The conversation has continued to intensify this week with David Seymour announcing that a referendum on Te Tiriti would be a bottom line for any Government (read National) he partnered with.
Winston Peter's, looking to cut through the political fog and get his voice above the noise, called any policy that saw the Crown seek to honour Te Tiriti by sharing power with Māori, racist and anti-democratic.
When I hear such rhetoric it concerns me that the focus of this conversation is being misdirected in an unhelpful direction.
One of the key points that Winston and Seymour continually make, is co-governance and policies thst seek to address inequalities for Māori are race-based policies and are undemocratic.

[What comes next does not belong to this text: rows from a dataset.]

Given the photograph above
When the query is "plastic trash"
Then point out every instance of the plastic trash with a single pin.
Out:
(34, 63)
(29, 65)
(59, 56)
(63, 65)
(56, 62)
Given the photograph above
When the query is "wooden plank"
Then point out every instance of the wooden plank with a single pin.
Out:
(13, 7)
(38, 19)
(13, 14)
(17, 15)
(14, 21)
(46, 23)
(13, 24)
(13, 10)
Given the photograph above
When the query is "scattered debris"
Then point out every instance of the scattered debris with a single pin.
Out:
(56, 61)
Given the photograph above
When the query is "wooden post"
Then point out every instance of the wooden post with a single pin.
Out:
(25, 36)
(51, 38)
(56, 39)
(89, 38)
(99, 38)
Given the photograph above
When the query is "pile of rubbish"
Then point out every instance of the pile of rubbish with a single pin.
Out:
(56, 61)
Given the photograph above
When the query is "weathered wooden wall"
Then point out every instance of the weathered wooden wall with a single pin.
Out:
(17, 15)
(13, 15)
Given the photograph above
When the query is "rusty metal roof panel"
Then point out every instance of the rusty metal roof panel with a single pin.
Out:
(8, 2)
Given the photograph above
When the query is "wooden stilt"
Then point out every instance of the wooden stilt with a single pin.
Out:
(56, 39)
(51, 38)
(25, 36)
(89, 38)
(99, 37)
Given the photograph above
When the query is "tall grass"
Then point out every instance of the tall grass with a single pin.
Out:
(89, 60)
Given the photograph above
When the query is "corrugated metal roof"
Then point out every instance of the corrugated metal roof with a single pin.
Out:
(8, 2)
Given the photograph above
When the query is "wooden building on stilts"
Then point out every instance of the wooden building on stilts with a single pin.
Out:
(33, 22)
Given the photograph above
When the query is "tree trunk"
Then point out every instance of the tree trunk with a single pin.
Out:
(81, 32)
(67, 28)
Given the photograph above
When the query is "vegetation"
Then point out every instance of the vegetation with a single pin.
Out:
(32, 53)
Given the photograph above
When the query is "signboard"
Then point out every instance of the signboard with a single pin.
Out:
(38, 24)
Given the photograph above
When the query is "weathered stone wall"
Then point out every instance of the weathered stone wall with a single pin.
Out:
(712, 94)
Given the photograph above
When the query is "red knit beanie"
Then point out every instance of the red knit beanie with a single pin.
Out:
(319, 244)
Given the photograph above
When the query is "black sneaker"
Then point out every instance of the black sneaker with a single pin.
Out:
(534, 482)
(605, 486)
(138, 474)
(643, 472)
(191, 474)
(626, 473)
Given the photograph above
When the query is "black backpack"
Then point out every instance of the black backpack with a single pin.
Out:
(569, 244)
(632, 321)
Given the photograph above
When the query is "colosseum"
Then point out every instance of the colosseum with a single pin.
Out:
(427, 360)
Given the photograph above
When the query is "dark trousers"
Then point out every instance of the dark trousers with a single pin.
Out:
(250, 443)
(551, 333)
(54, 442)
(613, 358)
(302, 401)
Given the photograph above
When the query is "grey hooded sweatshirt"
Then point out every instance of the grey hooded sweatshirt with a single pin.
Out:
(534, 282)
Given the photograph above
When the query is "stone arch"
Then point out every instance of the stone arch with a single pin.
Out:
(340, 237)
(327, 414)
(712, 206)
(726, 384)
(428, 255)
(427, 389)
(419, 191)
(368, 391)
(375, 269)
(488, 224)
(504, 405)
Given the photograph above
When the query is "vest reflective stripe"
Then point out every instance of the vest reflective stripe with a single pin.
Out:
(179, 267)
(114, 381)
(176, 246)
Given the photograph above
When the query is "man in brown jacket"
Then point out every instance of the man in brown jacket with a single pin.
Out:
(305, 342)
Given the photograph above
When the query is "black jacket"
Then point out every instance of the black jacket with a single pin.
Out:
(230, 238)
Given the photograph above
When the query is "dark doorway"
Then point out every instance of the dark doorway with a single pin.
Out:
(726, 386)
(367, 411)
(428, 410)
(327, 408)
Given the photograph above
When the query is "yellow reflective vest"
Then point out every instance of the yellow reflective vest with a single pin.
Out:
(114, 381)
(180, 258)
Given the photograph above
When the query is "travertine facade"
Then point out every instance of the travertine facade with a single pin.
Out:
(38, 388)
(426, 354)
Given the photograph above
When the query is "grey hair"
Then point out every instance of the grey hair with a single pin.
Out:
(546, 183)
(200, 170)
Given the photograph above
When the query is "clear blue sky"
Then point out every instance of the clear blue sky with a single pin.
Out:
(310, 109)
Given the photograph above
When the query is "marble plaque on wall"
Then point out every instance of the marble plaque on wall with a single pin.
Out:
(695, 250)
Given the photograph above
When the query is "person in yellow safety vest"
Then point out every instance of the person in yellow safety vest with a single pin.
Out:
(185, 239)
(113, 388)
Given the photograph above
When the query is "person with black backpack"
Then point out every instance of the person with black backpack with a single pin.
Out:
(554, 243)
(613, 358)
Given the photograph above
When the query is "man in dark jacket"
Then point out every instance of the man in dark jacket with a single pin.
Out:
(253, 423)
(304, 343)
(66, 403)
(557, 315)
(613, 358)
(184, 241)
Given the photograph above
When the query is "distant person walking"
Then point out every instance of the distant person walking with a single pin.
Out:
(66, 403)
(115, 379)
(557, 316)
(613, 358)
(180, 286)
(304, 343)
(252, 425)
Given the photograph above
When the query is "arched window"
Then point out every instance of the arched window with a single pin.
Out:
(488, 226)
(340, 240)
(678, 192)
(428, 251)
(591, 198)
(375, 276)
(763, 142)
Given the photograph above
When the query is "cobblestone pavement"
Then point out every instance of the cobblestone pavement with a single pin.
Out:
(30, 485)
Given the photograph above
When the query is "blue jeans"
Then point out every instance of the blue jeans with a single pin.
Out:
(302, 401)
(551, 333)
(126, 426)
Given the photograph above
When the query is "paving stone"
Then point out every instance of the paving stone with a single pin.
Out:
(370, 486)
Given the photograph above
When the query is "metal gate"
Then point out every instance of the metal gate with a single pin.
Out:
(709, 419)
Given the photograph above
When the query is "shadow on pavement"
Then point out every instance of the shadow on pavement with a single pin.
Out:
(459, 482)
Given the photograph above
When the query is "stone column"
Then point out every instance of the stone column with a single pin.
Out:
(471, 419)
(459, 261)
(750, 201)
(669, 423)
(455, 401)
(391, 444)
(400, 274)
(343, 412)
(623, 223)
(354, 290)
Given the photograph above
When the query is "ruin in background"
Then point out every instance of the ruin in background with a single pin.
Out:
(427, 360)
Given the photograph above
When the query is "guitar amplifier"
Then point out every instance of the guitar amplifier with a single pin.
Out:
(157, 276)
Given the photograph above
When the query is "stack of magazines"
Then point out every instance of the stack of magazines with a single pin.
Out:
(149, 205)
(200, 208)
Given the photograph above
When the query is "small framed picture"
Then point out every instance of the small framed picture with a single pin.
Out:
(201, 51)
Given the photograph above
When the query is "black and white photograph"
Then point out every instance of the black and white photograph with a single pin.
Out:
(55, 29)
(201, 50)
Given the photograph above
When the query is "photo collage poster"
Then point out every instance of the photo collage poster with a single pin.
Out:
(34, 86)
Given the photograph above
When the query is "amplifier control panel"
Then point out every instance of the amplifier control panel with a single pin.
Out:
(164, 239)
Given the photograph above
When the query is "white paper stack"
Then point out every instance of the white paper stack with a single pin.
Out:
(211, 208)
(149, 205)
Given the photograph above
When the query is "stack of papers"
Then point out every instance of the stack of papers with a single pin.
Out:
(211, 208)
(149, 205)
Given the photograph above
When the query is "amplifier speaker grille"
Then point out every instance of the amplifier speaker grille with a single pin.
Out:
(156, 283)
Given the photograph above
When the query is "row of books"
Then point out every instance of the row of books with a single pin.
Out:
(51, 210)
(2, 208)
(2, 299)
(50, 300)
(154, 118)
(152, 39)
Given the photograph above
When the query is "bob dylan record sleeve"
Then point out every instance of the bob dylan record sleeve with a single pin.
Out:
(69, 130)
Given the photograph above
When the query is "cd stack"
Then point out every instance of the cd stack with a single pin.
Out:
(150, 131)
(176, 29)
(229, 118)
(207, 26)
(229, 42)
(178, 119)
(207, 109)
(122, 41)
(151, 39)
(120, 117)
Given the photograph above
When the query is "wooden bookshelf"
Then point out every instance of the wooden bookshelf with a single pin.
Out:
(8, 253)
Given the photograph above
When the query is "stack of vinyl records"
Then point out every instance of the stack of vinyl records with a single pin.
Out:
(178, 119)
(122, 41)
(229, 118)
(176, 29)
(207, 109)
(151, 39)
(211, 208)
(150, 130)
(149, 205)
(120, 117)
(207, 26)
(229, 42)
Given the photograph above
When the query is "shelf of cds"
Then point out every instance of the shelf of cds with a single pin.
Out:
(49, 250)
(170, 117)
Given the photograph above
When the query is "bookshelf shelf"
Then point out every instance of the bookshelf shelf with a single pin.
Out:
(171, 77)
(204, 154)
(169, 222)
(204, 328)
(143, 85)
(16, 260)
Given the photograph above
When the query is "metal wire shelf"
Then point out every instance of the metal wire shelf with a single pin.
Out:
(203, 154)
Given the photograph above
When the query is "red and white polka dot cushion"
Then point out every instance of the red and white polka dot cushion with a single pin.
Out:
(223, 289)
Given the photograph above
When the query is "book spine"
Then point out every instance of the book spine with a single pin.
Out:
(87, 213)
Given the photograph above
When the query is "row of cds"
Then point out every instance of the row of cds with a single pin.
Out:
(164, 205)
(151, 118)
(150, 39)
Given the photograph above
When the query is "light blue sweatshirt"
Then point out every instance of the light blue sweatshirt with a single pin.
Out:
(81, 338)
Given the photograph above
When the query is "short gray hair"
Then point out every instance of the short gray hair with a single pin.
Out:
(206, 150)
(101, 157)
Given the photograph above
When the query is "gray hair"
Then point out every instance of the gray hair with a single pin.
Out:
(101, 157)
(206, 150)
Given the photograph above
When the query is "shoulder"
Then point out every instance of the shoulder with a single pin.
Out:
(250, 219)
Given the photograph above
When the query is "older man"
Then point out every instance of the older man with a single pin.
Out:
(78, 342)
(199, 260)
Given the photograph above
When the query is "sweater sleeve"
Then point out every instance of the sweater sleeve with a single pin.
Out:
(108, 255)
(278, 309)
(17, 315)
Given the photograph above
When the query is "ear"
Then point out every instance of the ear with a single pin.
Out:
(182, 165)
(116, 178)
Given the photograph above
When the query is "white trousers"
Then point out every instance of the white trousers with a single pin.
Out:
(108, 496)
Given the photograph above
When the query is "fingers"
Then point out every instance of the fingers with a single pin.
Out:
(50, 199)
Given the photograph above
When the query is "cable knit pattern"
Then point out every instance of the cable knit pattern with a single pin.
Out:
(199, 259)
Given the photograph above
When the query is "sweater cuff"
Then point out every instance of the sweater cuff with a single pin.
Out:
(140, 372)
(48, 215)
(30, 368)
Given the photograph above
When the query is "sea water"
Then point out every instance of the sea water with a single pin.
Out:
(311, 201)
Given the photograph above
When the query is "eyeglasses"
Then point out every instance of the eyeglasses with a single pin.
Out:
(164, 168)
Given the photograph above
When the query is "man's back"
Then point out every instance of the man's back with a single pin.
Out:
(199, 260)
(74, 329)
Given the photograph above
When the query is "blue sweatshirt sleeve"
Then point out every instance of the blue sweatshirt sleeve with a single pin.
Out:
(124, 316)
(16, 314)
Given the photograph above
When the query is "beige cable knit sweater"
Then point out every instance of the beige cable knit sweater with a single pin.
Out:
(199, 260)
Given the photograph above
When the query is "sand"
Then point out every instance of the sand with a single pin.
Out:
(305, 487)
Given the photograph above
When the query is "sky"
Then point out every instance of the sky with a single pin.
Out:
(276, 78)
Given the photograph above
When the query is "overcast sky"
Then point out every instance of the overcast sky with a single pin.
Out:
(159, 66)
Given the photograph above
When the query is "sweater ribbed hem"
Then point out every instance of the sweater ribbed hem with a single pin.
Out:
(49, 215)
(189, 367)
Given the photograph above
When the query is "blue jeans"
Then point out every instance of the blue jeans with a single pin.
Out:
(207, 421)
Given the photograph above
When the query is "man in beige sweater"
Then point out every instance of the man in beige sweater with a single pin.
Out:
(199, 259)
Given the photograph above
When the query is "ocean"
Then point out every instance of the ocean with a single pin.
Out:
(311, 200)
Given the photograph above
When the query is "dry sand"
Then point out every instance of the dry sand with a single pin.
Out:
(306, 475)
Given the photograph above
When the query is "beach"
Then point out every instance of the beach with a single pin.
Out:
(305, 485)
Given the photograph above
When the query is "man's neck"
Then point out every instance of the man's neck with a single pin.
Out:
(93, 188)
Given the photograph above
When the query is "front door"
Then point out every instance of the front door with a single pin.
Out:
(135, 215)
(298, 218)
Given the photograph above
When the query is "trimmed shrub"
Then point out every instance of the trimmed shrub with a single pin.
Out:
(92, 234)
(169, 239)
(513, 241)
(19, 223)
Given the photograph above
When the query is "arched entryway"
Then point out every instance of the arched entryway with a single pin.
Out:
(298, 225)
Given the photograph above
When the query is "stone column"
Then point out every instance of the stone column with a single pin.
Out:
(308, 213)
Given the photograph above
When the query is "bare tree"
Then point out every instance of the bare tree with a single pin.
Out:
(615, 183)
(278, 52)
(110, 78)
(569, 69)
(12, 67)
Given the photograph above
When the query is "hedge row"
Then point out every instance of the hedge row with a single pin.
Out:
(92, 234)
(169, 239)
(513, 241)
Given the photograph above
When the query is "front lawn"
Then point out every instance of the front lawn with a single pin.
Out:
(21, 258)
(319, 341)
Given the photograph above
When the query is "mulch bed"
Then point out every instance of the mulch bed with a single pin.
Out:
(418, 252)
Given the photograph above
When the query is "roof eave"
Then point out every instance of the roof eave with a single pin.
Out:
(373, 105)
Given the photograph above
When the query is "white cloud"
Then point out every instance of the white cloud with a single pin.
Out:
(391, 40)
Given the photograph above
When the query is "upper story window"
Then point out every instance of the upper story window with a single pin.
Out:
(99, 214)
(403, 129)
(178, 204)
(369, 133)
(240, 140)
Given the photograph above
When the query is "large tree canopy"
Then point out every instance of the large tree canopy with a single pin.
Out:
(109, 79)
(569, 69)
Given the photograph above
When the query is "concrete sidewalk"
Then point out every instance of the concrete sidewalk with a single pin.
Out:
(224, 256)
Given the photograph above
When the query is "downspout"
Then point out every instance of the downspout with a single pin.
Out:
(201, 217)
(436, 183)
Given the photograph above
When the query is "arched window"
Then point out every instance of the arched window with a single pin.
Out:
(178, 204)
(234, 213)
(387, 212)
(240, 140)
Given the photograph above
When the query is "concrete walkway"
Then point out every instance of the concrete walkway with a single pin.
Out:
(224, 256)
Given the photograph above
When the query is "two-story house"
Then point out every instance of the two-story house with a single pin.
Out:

However, the point that is be obscured here is that this isn't about race, but about our Treaty. It's about the fact that this Treaty was broken, and as a result severe harm as been done to one party, through the benefit of another.
This is not about granting any special privileges based on race, it is about the Crown upholding their obligations and responsibilities to Tangata Whenua under the agreement between our peoples within our founding document. And it is about making right, the wrongs the Crown (acting on behalf of Pākehā) have done.
We forget too easily that our ancestors signed a Treaty which granted both the Crown and Tangata Whenua certain privileges and responsibilities. Tino Rangatiratanga, self-determination, is not a privilege granted to Māori by the Crown, but theirs by right.
When we start talking about getting rid of Te Tiriti, I get concerned.
As Pākehā the legal right for myself and my whānau to live within this land derives from Te Tiriti.
As a result I am committed to continued kōrero around how we as pākehā can uphold our responsibilities under the Treaty in order to continue benefiting from the privileges we've recieved through being welcomed into this land by tangata whenua.
The reality is that tangata tiriti have not upheld our responsibilities. Thus we have an obligation to take certain actions in order to make right the wrong that has been done as a result of our betrayal.
Undermining and devaluing our founding document is not one of those actions.
Any suggestion of revoking Te Tiriti should concern all of us, especially pākehā.
Because without it, we have no legal right to call this place home.
Great piece and yes, I think you are correct to be concerned. However, I struggle with calling all Pākehā and Tau Iwi of Aotearoa tangata Tiriti. For me, to be tangata Tiriti is to be one who acknowledges that the place of Pākehā in Aotearoa is through Te Tiriti and to be one who is actively trying to see Te Tiriti and its principles permeate all levels of society. A person who is tangata Tiriti actively seeks to see Māori, as tangata whenua, restored to their true position as the first peoples of Aotearoa and for true partnership to occur. Anything other than that is a continued perpetuation of the subjugation of Māori and the continued colonisation of Aotearoa.